One of the first steps in talking with a prospective buyer or in any negotiations to sell your business is to find out the buyer’s source of funds for the transaction. Many business owners feel uncomfortable with this step, because it requires asking personal questions about a person’s or a company's financial situation. Society dictates that we don’t discuss these things! Consider that the buyer will ask you all sorts of personal questions about your business and your financials. Use the buyer’s queries to ask for reciprocal information. Or, use an intermediary to take the embarrassment out of it. Just don’t skip or put off the process because it makes you uncomfortable.
The questions will vary somewhat, depending upon whether you are dealing with an individual, another business entity or a private equity group (PEG). But key questions that you can tailor are, “How much cash are you personally planning to invest in the transaction?” or “It will take about $X million cash (20% to 30%) to invest and leverage to do the transaction. Do you have cash funds to invest that amount?” For a party that has another business you could ask how much cash is available, what sales are, or how much stockholder equity is on their balance sheet. For a PEG you will want to ask, “Do you have a committed fund? What is the size of your fund?” Then listen very carefully to the answers.
If the answer is something like, “If the deal is right, the money will be there,” the money probably isn’t there. Or if they state "I have investors that are willing to put up the necessary cash funds"-- again -- they probably don't have the money, so you should respond with, "Please give me the names and contact information of the investors, and if investors are putting in some money, how much are you personally putting in?
We would feel comfortable spending time with a buyer who says, “I plan to invest in a manufacturing business, and I have $1,000,000 of my own funds, as well as a commitment from ABC Bank for up to $3 million more.” That’s a buyer that knows what he plans to do!
However, buyers have been known to exaggerate, so this positive answer is no substitute for proof of fund sources. Before the negotiation process gets too far along, ask for a financial statement; do a D&B search; run a credit report; ask to see the commitment letter; ask for bank references; make sure this person or buying entity is real. Even doing a Google search on a prospect can turn up interesting information on their history.
Often buyers expect the seller to finance a large amount of the selling price, so ask them if this is the case. A seller should expect to carry a token amount (around 10%) of the price but not a significant percentage.
We have heard of businesses posing as a buyer merely to obtain competitive information about a business to expand their existing business or perhaps to guide them in their strategic growth plan to enter a new market or even to find good employees. Have the buyer execute a confidentiality agreement and a non-solicitation agreement early in the process.

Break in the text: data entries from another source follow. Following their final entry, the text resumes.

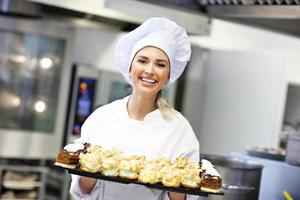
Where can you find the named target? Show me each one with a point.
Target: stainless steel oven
(34, 79)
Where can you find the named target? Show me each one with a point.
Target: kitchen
(245, 103)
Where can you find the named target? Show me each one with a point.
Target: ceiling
(280, 18)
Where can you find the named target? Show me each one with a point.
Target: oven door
(34, 77)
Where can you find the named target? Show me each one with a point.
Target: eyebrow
(159, 60)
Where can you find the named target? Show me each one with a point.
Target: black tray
(159, 186)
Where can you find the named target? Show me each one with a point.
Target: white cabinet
(242, 100)
(26, 182)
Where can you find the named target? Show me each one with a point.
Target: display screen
(84, 102)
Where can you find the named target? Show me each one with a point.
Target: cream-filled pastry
(131, 166)
(90, 162)
(110, 166)
(191, 178)
(181, 162)
(150, 174)
(172, 178)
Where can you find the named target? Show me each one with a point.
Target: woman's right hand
(87, 184)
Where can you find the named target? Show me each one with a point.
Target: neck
(140, 105)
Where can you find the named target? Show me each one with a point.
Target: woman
(149, 57)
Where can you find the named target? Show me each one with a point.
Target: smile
(147, 80)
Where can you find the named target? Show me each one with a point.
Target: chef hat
(158, 32)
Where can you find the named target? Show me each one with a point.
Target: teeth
(148, 80)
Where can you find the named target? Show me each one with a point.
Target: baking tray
(159, 186)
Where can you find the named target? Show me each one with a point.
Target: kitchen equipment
(240, 178)
(293, 149)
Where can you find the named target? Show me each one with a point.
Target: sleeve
(75, 190)
(189, 144)
(189, 147)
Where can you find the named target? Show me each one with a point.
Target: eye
(161, 65)
(142, 61)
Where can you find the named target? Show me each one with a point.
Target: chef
(150, 57)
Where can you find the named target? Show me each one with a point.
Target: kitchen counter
(277, 176)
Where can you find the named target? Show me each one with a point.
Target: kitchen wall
(232, 118)
(232, 36)
(96, 47)
(225, 36)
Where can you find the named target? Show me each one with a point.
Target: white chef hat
(158, 32)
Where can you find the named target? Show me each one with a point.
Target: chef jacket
(111, 127)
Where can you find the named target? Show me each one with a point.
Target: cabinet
(27, 182)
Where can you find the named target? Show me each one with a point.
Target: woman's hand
(176, 196)
(86, 184)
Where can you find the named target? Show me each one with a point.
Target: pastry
(89, 162)
(150, 174)
(181, 162)
(131, 166)
(191, 179)
(172, 178)
(110, 166)
(211, 179)
(68, 157)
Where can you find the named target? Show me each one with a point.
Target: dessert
(131, 166)
(211, 179)
(191, 176)
(172, 177)
(89, 162)
(68, 157)
(180, 173)
(150, 174)
(110, 166)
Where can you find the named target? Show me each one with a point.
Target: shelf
(21, 185)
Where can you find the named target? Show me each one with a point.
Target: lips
(148, 80)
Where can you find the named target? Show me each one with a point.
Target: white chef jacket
(111, 127)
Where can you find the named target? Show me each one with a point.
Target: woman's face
(150, 70)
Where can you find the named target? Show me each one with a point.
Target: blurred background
(240, 91)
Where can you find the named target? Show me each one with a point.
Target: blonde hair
(166, 109)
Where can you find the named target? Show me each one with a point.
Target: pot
(240, 178)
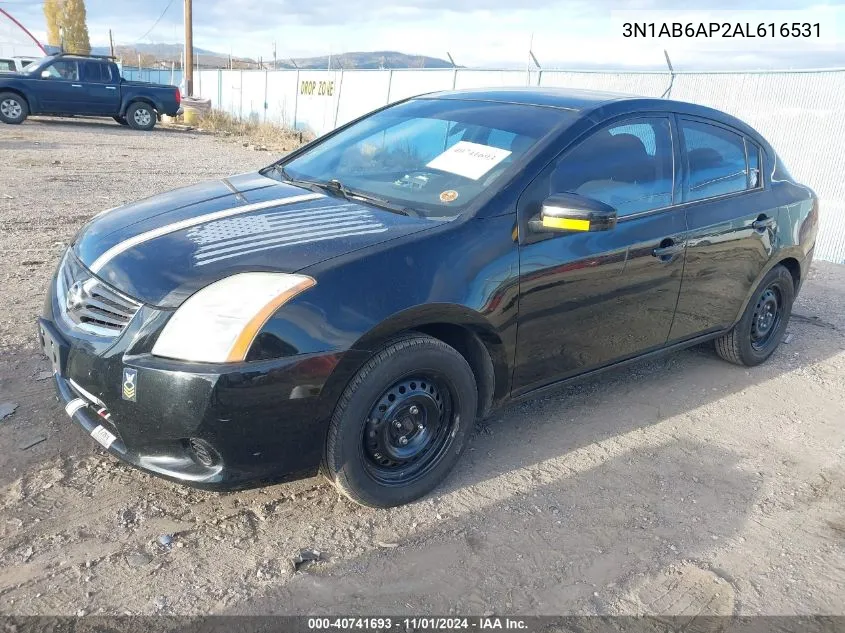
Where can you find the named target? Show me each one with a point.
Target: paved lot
(683, 485)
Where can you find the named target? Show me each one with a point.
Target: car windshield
(432, 155)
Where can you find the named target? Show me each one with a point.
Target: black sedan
(354, 307)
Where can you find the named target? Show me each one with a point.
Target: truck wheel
(13, 108)
(402, 422)
(141, 116)
(761, 328)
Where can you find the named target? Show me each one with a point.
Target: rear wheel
(761, 328)
(13, 108)
(141, 116)
(402, 423)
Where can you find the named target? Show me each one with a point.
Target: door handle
(668, 249)
(762, 223)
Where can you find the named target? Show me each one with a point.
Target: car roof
(564, 98)
(595, 104)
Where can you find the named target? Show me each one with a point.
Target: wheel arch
(21, 94)
(458, 326)
(792, 260)
(137, 99)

There is another qualification aspect beyond the financial. The buyer must be capable of running the business, either as an investor or as an operator. The seller must feel comfortable with the buyer’s competence in this particular business. The chemistry must be right.
If practical, review the buyer’s resume or the business website before the first meeting. Spend time in the first and second meetings just getting to know the buyer as a person. Find out why the buyer is interested in your particular business. Get a feeling for goals and aspirations, and try to decide if the chemistry is right. We’ve had sellers tell us that they just don’t feel comfortable with a particular buyer. If you can’t get at the root of this uneasiness, end the negotiations. Your intuition or gut feeling is usually valid, so why waste your time or the buyer’s time?
There is a lot of emotion in selling a business, especially on the seller’s side. That emotion has to be dealt with. If the chemistry isn’t right, you’re courting an explosion. We have yet to meet a seller who wasn’t deeply concerned about what was going to happen to the business after it sold. Sellers are concerned about the selling price, but they are also concerned that the business survives and prospers, that the employees get a fair shake, and that the customers and suppliers are properly served.
Serious, qualified buyers expect you to demand financial and personal qualifying information; they are happy to give you the information. After all, this could end up in a bidding contest, and the buyer realizes that the better qualified they are, the more likely they will succeed.